A shrill, eerie cry sprang from the ashes. People jumped. They recognized the sound of agony. It was a sound born of pain so horrible that words alone cannot capture. It echoed loudly and seemed to carry for an eternity through the still night. Then, it broke. Relief flashed across the faces of the crowd and they breathed. All eyes were trained on the door of the once majestic building. A shadow emerged as if from a fog, it was blackened and wheezing. As the smoke dissipated, a fire fighter emerged holding a slumped child in his arms. All looked on in deathly silence, none wanting to meet his eyes.
The sooty man cried impatiently, “Get the paramedics!” It took all the energy he possessed.

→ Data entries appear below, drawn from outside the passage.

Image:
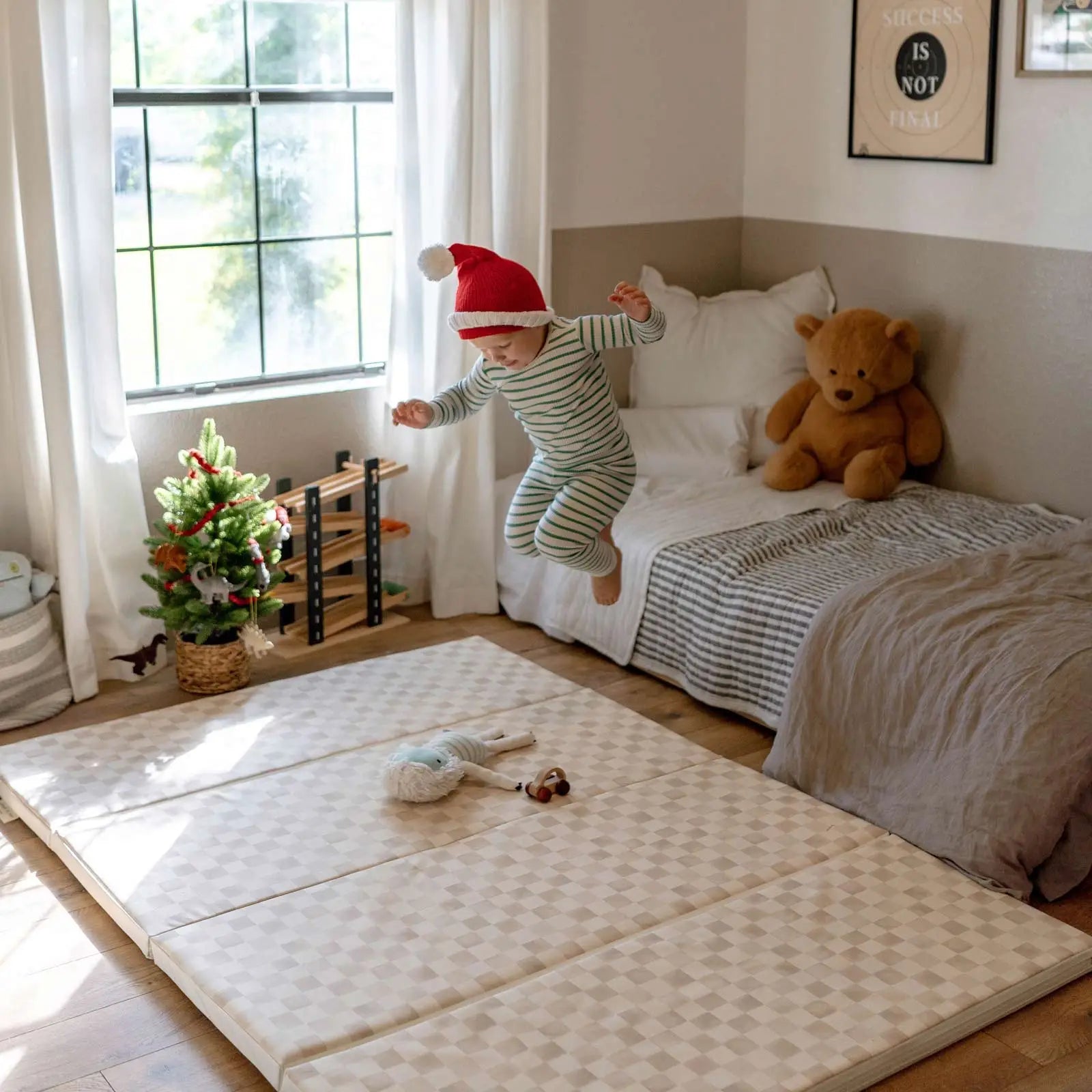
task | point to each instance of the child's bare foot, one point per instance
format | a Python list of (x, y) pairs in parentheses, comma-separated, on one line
[(607, 589)]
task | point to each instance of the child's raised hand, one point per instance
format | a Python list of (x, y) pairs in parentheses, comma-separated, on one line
[(414, 414), (631, 300)]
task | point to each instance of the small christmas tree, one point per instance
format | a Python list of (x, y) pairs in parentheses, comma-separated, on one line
[(216, 549)]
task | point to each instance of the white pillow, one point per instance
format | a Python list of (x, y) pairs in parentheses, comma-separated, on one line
[(699, 445), (764, 399), (736, 349)]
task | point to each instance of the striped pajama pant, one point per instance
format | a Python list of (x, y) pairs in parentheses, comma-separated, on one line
[(560, 513)]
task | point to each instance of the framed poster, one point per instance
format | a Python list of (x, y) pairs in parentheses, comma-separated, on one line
[(1055, 38), (923, 83)]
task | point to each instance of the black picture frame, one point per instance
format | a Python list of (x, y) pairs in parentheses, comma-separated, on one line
[(988, 151)]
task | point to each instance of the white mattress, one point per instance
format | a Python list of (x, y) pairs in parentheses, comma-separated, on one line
[(678, 922), (661, 513)]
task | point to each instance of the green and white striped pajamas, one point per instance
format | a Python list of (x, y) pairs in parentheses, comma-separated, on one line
[(584, 470)]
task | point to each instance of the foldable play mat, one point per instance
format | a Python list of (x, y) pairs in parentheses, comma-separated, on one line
[(677, 923)]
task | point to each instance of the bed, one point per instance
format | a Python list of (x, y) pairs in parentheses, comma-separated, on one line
[(723, 578)]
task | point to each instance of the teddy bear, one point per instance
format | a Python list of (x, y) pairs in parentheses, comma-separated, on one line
[(21, 584), (857, 418)]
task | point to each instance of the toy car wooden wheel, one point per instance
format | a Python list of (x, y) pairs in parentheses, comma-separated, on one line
[(549, 784)]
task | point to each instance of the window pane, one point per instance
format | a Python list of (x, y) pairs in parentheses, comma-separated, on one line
[(134, 320), (305, 163), (202, 174), (377, 265), (298, 44), (123, 52), (375, 141), (194, 43), (207, 307), (130, 187), (309, 292), (371, 44)]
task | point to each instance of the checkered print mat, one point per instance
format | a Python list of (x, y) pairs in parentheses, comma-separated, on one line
[(786, 988), (189, 859), (676, 923), (172, 751), (326, 966)]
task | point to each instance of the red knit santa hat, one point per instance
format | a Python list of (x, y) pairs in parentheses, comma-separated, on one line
[(495, 294)]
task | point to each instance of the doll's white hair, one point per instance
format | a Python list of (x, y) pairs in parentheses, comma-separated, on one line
[(418, 784)]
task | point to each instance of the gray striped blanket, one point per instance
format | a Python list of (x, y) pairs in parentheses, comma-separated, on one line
[(726, 614), (34, 682)]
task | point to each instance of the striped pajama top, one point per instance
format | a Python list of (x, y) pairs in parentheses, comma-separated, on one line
[(562, 399)]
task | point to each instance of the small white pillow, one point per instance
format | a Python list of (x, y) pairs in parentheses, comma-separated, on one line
[(737, 349), (764, 400), (699, 445)]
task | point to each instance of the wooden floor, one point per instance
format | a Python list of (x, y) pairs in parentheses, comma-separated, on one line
[(81, 1010)]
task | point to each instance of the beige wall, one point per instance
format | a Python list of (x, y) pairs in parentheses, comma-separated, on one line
[(647, 111), (648, 167), (1005, 336), (796, 165), (704, 255)]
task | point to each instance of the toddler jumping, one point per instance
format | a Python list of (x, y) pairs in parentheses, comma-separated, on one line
[(551, 371)]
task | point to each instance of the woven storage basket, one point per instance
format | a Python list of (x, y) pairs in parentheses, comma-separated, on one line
[(211, 669)]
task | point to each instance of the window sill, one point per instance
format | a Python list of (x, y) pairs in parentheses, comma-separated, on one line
[(174, 403)]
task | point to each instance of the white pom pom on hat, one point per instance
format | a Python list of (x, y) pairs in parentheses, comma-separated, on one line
[(495, 294), (436, 262)]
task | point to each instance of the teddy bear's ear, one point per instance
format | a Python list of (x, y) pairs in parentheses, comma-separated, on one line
[(904, 334), (808, 326)]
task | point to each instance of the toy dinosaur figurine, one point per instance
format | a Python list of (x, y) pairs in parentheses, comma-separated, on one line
[(213, 589), (142, 659)]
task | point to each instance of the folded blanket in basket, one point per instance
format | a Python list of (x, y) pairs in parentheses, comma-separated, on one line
[(34, 682)]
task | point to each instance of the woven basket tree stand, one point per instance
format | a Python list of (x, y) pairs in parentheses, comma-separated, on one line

As if on cue, the child wriggled, trying to free himself from the iron grip of the man who pulled him from the engulfing flames.
“Where’s my Mom?” the terrorized child screamed.
This sound was almost as chilling as the bone chilling cry he’d emitted.
“Where’s my Mom?” he screeched. His voice raised a full octave in this plea.
Everyone stood as statues, shocked. The body they’d just seen dragged out of the ashes flashed before their eyes. No one wanted to say it. No one dared approach this motherless boy. No one wanted to venture that close to the tragedy. The silence became oppressive. The boy’s eyes searched wildly, scanning the faces for his mother. He punched and clawed at the fire fighter, trying to escape. The crowd stood motionless, it was as if time had stopped for everyone except the boy and his rescuer. A surreal fog settled on the scene. It was all was wrong.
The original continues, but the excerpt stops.